Yazılmayan görüşmeler tehlikelidir

BEN ilk kez bir Başbakan’ın bu kadar ‘açık yüreklilikle’ konuştuğuna şahit oluyorum. Bütün eleştirilerin kendisine yöneleceğini bile bile bazı gazetecilerin ‘iş takibi amaçlı’ ziyaretlerini ifşa etti.

Bu önemli adım.

Bundan sonraki adımda Başbakan’a düşen bu isimleri açıklamak olmalı. Açıklamalı ki, gerçek ‘tetikçiler’ kim, gerçek ‘iş takipçileri kim’ anlaşılsın.

İşini yapmaya, işini iyi yapmaya çalışanlar da ortaya çıksın.

Bana Başbakan’la ‘Çok sık görüşme’ suçlaması yapanlar da utansınlar.

Doğrudur, Başbakan Erdoğan’la her fırsatta mülakat yapmaya çalışıyorum. Bazen gazetem, bazen televizyonum için.

Aslına bakarsanız, Başbakan’la benden daha çok görüşenler de var. Benimkinden daha fazla çıktığı programlar da var. Ama benimkiler dikkat çekiyor.

Öyle ki, eski başbakanlardan Bülent Ecevit’in de dikkatini çekmiş.

Ve Başbakan’ın yakın çevresinden birine, ‘Sayın Başbakan’la Fatih Altaylı’nın bu yakın ilişkisi nedir?’ diye sormuş.

Kendisine verilen yanıt ilginç:

‘Altaylı’dan daha fazla görüşenler de var. Ama Fatih Bey uzun vadeli gündemi takip ediyor. Olacak olaylara ve Başbakan’ın programına bakıyor önemli dönüm noktaları için randevuyu aylar öncesinden alıyor. Siz de hep ona konuşuyor zannediyorsunuz. Ayrıca Altaylı, Tayyip Bey’le röportajlar dışında hiç görüşmez.’

Ecevit’
e verilen yanıt doğru.

Başbakan’la çok birlikte oldum. Ama bugüne kadar Başbakan’la görüşüp yazmadığım hiç olmadı.

Otel odalarında, Başbakanlık’ta gizli ‘toplantılar’ hiç yapmadım. Kendisine ne kendi adıma, ne başkalarının adına bir talep ilettim.

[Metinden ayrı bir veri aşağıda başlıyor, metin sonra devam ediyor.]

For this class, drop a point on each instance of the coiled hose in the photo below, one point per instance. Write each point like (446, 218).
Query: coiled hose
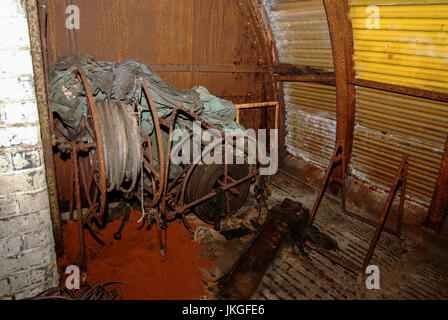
(122, 145)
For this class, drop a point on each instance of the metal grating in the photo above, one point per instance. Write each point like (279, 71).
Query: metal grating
(408, 47)
(412, 274)
(310, 121)
(301, 32)
(389, 125)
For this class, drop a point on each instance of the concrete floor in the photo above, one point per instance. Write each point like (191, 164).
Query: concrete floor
(410, 268)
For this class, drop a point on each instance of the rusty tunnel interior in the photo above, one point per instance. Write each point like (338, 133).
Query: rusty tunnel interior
(344, 195)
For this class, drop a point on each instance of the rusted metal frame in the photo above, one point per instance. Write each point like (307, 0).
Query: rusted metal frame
(161, 151)
(44, 118)
(267, 43)
(422, 93)
(192, 166)
(438, 210)
(98, 143)
(74, 156)
(400, 181)
(275, 104)
(306, 78)
(213, 193)
(206, 68)
(341, 35)
(336, 159)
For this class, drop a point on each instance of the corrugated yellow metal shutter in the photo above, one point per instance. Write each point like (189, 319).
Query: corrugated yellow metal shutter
(310, 121)
(302, 36)
(301, 32)
(407, 46)
(389, 125)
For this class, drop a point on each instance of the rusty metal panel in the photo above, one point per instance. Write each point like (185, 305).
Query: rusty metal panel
(408, 46)
(389, 125)
(310, 121)
(301, 32)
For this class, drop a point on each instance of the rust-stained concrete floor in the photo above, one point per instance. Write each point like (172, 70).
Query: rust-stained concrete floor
(410, 268)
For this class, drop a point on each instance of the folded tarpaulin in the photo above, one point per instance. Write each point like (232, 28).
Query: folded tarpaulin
(112, 81)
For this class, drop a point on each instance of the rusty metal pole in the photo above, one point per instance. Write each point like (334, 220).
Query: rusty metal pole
(44, 119)
(438, 211)
(341, 35)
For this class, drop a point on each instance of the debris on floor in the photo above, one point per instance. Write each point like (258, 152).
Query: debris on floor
(135, 260)
(287, 221)
(86, 291)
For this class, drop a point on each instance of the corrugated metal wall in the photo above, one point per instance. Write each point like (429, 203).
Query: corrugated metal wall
(301, 32)
(410, 46)
(389, 125)
(310, 121)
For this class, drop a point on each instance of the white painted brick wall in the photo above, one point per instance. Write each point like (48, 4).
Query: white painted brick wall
(27, 255)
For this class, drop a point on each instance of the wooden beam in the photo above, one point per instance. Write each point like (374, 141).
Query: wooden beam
(341, 35)
(438, 210)
(439, 96)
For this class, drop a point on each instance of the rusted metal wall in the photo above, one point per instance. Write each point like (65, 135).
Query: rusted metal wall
(408, 46)
(301, 32)
(212, 43)
(389, 125)
(310, 121)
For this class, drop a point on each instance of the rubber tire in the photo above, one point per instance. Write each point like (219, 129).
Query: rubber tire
(203, 181)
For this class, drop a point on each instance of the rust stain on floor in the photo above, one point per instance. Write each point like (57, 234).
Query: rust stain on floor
(136, 260)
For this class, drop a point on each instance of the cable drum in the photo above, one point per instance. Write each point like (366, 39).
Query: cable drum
(122, 144)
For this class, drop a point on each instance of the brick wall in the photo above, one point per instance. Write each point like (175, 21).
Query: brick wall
(27, 255)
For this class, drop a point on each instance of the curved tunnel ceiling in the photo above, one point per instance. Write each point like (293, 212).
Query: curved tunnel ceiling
(400, 42)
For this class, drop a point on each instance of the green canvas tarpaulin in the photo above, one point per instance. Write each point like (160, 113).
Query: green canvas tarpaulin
(112, 81)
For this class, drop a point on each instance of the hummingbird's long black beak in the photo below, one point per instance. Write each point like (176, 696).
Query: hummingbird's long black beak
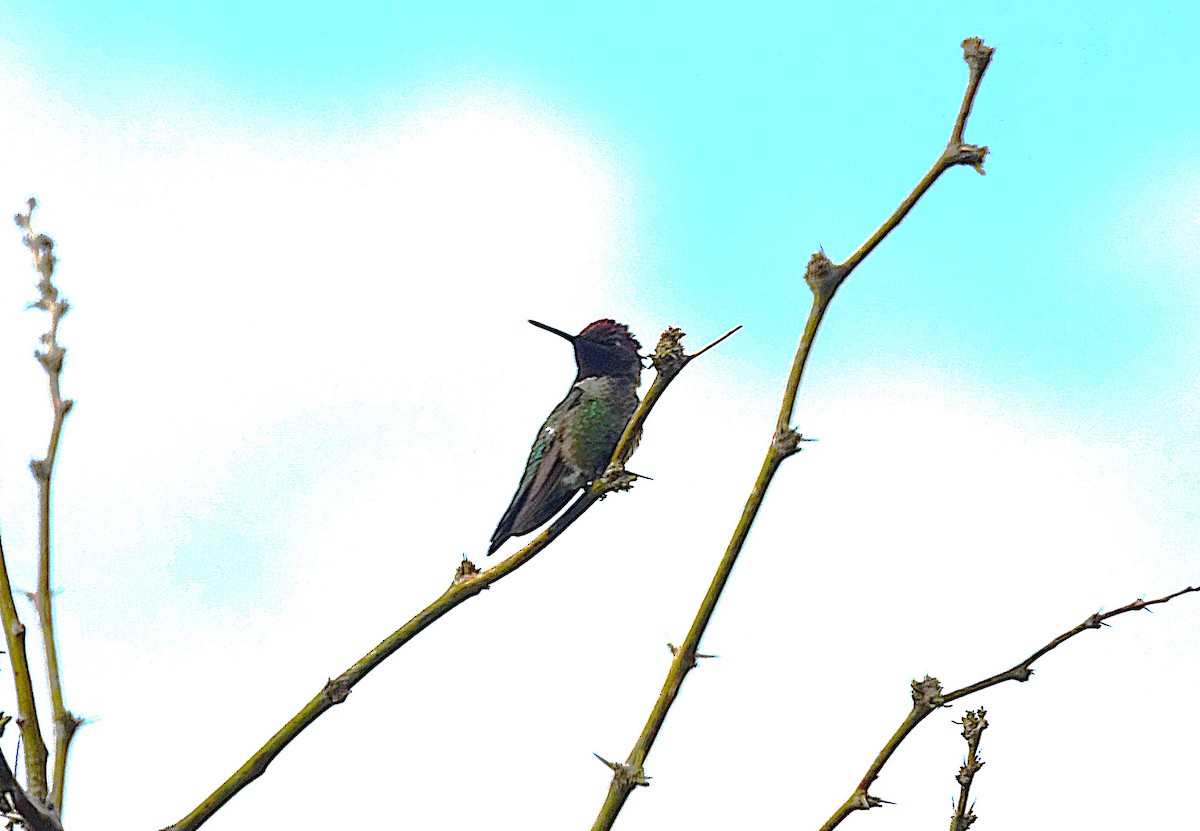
(557, 332)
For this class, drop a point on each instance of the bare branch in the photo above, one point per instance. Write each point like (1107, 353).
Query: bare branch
(468, 581)
(23, 681)
(823, 278)
(933, 699)
(973, 724)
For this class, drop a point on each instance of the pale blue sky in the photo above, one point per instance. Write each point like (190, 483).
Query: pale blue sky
(301, 245)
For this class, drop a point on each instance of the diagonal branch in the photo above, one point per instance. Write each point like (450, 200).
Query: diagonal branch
(823, 278)
(22, 679)
(17, 805)
(973, 724)
(928, 698)
(468, 581)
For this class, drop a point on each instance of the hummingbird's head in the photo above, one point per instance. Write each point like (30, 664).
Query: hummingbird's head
(604, 347)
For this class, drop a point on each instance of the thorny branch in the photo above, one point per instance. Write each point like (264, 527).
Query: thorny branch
(669, 360)
(823, 278)
(973, 724)
(928, 698)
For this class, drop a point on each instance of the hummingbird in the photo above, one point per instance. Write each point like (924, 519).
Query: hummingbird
(577, 440)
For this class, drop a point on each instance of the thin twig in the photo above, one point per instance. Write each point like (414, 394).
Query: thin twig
(928, 698)
(469, 581)
(51, 357)
(973, 724)
(823, 278)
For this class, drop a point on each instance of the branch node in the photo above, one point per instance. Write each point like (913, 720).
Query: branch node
(976, 54)
(864, 801)
(624, 773)
(335, 691)
(466, 572)
(927, 694)
(787, 442)
(669, 358)
(822, 275)
(966, 154)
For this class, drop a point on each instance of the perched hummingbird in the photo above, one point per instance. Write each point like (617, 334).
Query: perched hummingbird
(576, 442)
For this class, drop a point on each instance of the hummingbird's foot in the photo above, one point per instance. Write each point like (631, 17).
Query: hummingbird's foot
(616, 477)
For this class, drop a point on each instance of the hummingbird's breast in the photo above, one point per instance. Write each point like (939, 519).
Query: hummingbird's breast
(604, 410)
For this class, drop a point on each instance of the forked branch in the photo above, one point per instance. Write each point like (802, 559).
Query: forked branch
(669, 362)
(928, 698)
(823, 278)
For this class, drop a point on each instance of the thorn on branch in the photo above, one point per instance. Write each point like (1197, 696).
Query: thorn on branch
(967, 154)
(669, 358)
(976, 54)
(789, 442)
(822, 275)
(927, 693)
(466, 572)
(625, 775)
(865, 801)
(336, 691)
(695, 657)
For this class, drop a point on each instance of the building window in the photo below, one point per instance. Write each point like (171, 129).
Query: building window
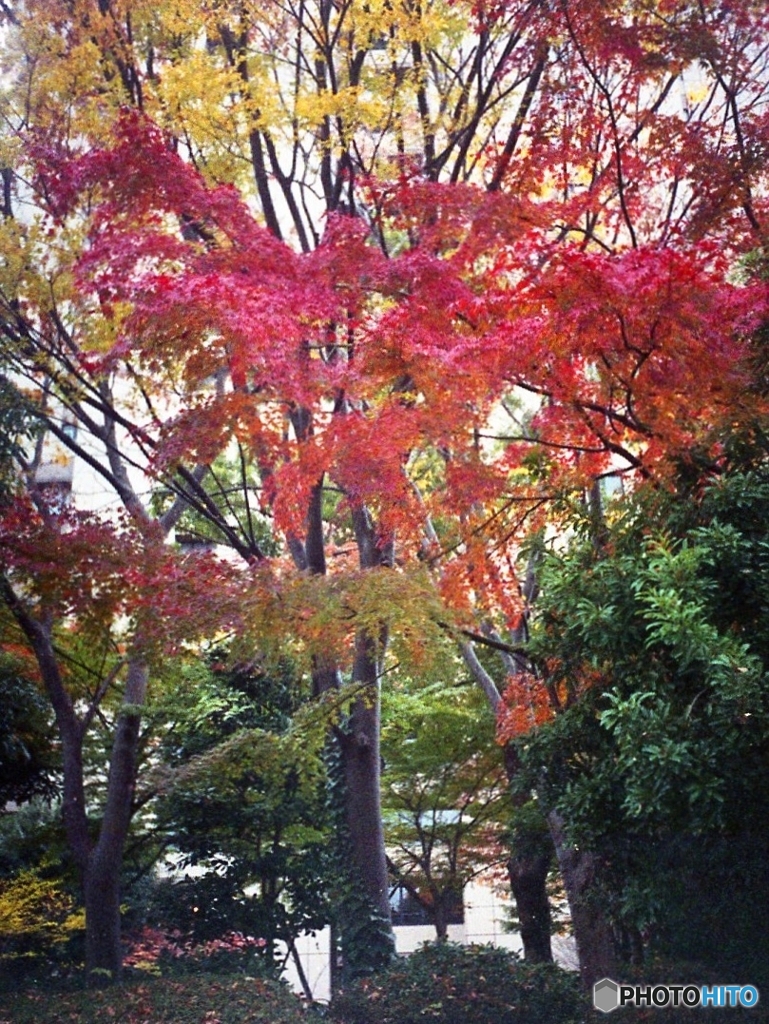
(407, 909)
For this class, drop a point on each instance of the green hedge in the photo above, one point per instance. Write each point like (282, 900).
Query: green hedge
(451, 984)
(199, 999)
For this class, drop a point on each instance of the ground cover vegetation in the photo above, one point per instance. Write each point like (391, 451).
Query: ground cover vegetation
(376, 301)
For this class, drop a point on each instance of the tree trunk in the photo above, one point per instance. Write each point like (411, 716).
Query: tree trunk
(528, 876)
(368, 943)
(103, 953)
(593, 934)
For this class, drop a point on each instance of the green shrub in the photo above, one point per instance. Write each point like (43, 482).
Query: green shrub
(450, 984)
(202, 999)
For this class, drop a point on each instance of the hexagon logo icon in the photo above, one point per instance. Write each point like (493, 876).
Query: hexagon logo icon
(605, 995)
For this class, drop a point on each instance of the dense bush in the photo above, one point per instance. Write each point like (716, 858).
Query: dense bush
(163, 1000)
(451, 984)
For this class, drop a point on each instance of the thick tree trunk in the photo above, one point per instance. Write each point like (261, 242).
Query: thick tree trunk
(103, 952)
(361, 771)
(527, 869)
(528, 876)
(593, 934)
(368, 942)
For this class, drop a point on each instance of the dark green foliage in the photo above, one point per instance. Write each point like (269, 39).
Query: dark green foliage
(657, 642)
(29, 759)
(163, 1000)
(450, 984)
(366, 939)
(246, 802)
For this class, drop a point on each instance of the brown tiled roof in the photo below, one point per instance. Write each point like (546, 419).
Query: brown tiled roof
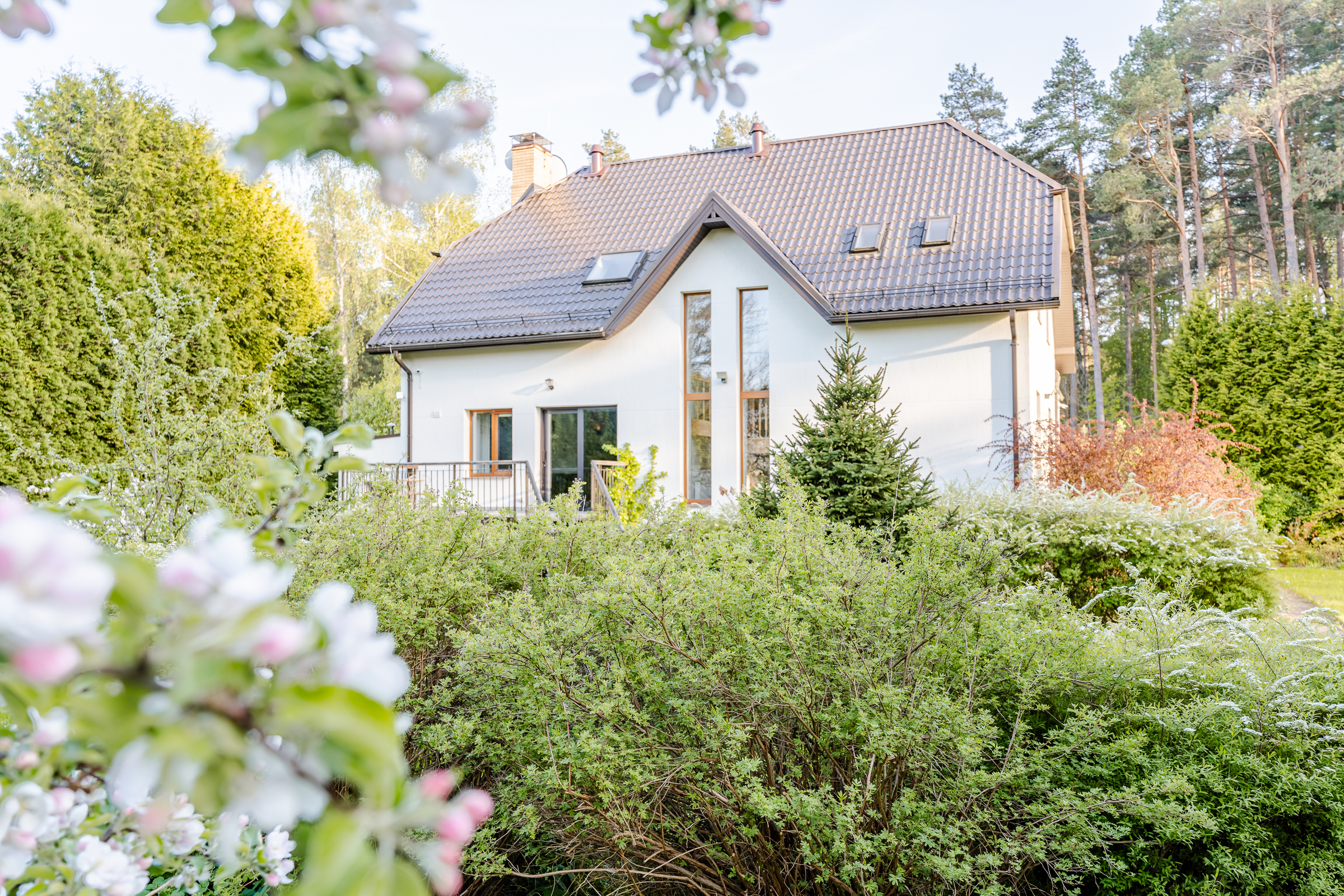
(519, 277)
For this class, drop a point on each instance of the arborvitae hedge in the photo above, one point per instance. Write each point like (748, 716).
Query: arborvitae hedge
(1275, 370)
(125, 163)
(55, 359)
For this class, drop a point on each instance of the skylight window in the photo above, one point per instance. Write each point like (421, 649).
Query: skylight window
(937, 231)
(866, 238)
(615, 268)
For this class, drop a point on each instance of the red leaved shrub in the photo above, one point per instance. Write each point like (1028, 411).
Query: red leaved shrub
(1167, 454)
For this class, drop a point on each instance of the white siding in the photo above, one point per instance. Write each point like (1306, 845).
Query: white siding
(951, 375)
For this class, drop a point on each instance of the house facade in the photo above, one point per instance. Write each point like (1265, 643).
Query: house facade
(687, 302)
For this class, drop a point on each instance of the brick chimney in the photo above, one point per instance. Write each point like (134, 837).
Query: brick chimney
(533, 163)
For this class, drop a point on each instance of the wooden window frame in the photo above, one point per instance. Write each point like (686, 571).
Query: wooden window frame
(744, 396)
(495, 441)
(693, 396)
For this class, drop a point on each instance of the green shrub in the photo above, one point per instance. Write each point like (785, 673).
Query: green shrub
(788, 707)
(1088, 543)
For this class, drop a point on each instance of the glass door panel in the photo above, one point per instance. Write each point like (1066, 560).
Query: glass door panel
(575, 440)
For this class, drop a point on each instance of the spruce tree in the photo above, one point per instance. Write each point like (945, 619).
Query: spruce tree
(851, 454)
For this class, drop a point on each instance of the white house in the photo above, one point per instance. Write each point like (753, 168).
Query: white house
(686, 301)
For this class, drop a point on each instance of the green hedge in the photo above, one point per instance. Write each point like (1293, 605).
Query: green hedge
(1088, 542)
(791, 707)
(57, 361)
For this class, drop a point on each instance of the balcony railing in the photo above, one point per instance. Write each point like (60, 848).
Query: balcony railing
(492, 486)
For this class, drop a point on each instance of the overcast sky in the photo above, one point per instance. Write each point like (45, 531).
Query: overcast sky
(563, 69)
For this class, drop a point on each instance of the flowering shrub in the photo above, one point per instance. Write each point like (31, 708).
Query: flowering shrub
(1090, 542)
(172, 725)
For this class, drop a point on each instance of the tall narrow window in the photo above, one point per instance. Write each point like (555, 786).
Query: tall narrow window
(756, 388)
(492, 440)
(698, 474)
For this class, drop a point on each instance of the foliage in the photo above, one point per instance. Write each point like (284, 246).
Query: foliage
(53, 381)
(734, 130)
(308, 382)
(1094, 544)
(146, 688)
(1273, 370)
(152, 183)
(178, 432)
(632, 497)
(784, 706)
(973, 101)
(375, 403)
(1167, 454)
(851, 454)
(696, 36)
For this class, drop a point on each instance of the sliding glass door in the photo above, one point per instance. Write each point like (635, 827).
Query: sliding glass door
(575, 438)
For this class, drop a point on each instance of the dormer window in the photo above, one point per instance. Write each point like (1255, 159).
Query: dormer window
(937, 231)
(615, 268)
(867, 238)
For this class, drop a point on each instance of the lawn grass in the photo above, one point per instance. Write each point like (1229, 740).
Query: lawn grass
(1323, 586)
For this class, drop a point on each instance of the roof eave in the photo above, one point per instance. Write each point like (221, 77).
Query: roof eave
(491, 340)
(998, 308)
(711, 214)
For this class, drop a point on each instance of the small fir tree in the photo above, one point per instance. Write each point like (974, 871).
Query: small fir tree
(851, 454)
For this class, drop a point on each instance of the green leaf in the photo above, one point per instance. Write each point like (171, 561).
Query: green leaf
(338, 857)
(288, 432)
(185, 11)
(361, 742)
(339, 464)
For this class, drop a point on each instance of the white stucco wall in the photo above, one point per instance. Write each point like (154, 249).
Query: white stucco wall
(951, 375)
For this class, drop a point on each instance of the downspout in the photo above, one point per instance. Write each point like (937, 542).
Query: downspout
(1016, 454)
(410, 401)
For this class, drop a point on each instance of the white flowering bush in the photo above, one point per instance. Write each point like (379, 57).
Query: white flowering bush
(1090, 542)
(174, 729)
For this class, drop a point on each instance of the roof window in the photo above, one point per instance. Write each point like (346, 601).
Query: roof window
(867, 238)
(937, 231)
(615, 268)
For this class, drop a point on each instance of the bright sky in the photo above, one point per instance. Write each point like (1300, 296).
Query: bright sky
(563, 69)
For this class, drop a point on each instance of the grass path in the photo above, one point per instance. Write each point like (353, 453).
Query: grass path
(1324, 587)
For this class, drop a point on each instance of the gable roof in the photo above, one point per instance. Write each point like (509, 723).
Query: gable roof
(519, 277)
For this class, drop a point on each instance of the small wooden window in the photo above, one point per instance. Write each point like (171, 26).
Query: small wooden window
(697, 385)
(492, 440)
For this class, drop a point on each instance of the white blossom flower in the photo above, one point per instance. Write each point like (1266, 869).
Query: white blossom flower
(358, 657)
(106, 868)
(53, 581)
(276, 851)
(135, 773)
(272, 793)
(185, 828)
(52, 730)
(27, 816)
(220, 571)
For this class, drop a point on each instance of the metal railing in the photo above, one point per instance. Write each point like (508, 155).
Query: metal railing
(600, 497)
(491, 486)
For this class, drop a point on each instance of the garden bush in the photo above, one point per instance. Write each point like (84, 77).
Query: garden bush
(1089, 543)
(788, 707)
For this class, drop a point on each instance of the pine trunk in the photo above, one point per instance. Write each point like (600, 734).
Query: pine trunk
(1092, 291)
(1267, 230)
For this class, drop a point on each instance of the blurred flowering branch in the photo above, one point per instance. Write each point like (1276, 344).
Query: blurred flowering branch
(694, 36)
(153, 692)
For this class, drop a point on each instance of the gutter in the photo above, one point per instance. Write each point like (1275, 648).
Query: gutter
(410, 401)
(1016, 456)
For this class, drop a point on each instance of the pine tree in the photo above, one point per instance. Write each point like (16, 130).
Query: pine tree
(851, 454)
(975, 104)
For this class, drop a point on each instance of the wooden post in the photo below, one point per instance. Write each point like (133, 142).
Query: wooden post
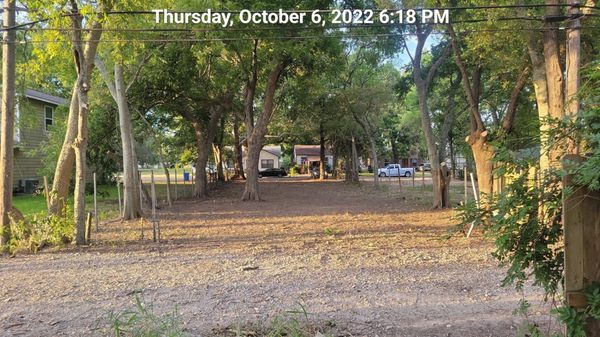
(95, 202)
(46, 194)
(581, 220)
(176, 182)
(119, 195)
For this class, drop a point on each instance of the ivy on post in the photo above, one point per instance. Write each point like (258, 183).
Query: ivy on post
(581, 219)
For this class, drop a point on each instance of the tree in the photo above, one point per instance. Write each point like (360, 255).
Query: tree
(8, 118)
(422, 81)
(118, 90)
(483, 151)
(255, 131)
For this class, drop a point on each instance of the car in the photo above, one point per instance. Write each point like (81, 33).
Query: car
(395, 170)
(272, 172)
(425, 167)
(315, 172)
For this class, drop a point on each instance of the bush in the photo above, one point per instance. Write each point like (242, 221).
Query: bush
(41, 231)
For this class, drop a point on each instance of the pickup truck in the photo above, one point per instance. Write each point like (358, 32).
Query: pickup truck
(394, 170)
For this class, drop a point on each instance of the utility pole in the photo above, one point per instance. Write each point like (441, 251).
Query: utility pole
(8, 118)
(573, 60)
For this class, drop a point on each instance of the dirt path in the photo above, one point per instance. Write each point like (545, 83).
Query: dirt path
(371, 263)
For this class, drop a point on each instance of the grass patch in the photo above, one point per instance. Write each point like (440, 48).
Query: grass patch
(293, 323)
(140, 321)
(108, 207)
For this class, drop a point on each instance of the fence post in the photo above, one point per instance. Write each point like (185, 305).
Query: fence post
(465, 175)
(176, 182)
(46, 193)
(119, 195)
(581, 221)
(95, 202)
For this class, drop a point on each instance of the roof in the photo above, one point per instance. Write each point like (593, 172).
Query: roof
(273, 149)
(310, 150)
(40, 96)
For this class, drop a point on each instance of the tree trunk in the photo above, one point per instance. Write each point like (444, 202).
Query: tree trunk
(354, 168)
(239, 159)
(334, 152)
(251, 191)
(66, 160)
(483, 154)
(422, 85)
(452, 155)
(8, 119)
(256, 133)
(217, 149)
(84, 62)
(322, 170)
(554, 78)
(432, 150)
(80, 146)
(200, 184)
(131, 202)
(375, 163)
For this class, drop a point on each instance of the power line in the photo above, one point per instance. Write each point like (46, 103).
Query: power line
(488, 7)
(227, 39)
(288, 28)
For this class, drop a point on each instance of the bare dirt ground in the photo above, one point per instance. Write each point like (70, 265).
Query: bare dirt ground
(370, 263)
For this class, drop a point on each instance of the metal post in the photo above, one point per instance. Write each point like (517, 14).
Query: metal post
(466, 182)
(152, 195)
(95, 202)
(475, 195)
(46, 192)
(119, 195)
(175, 182)
(141, 193)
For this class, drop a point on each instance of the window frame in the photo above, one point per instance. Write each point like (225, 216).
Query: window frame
(272, 165)
(46, 125)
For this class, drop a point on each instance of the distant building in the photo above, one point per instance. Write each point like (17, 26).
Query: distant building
(311, 155)
(270, 157)
(34, 117)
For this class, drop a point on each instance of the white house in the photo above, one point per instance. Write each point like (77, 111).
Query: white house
(270, 157)
(311, 155)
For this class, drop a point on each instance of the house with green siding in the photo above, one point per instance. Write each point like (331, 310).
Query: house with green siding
(35, 114)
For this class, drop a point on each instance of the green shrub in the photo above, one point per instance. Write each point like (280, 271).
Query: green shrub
(40, 231)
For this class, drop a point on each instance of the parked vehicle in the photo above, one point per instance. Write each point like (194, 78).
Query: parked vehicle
(315, 172)
(425, 167)
(272, 172)
(394, 170)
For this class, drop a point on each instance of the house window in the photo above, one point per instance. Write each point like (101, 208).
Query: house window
(48, 117)
(267, 163)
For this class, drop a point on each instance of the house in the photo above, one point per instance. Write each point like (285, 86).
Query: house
(311, 155)
(270, 157)
(34, 117)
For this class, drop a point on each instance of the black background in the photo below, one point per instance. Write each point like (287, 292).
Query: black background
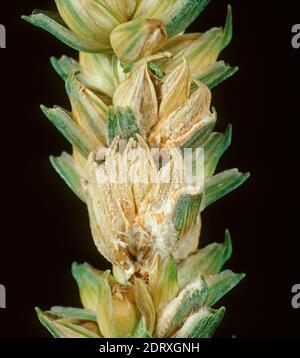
(44, 227)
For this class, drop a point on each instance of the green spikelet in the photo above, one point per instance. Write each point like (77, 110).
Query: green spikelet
(140, 97)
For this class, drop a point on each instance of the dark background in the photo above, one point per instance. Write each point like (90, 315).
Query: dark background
(44, 227)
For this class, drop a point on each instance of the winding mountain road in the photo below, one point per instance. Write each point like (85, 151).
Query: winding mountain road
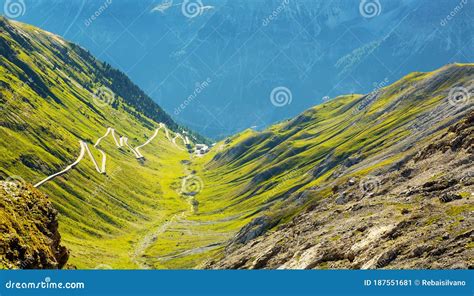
(121, 142)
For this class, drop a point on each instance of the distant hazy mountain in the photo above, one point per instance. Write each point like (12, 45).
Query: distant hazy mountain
(382, 180)
(245, 49)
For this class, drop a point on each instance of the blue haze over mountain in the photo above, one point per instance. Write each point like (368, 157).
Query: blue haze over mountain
(316, 49)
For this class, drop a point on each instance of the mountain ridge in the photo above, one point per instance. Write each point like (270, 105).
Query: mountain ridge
(174, 209)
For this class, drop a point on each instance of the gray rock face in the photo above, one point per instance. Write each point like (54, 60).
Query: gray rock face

Ama Başbakan’ın sözlerinden anlıyorum ki, böyleleri var.

Bunu açıklamak önemli.

Ama daha önemlisi günü geldiğinde ‘isimlerini’ de açıklamak.

Madem ‘Temiz Türkiye’ istiyoruz.

Her yerde ‘temizlik’ olmalı.

Basın kuruluşlarının çirkin çekişmesi

TCK’nın basınla ilgili getirdiği hükümlerin gazeteciler açısından yarattığı sakıncalar uzun uzun konuşuldu.

Kızılcahamam’da AKP’lilerle yaptığım sohbetlerde bunlar da gündeme geldi.

Başbakan’ın bazı gazetecilik örgütlerine randevu vermemesi hoş karşılanmamıştı.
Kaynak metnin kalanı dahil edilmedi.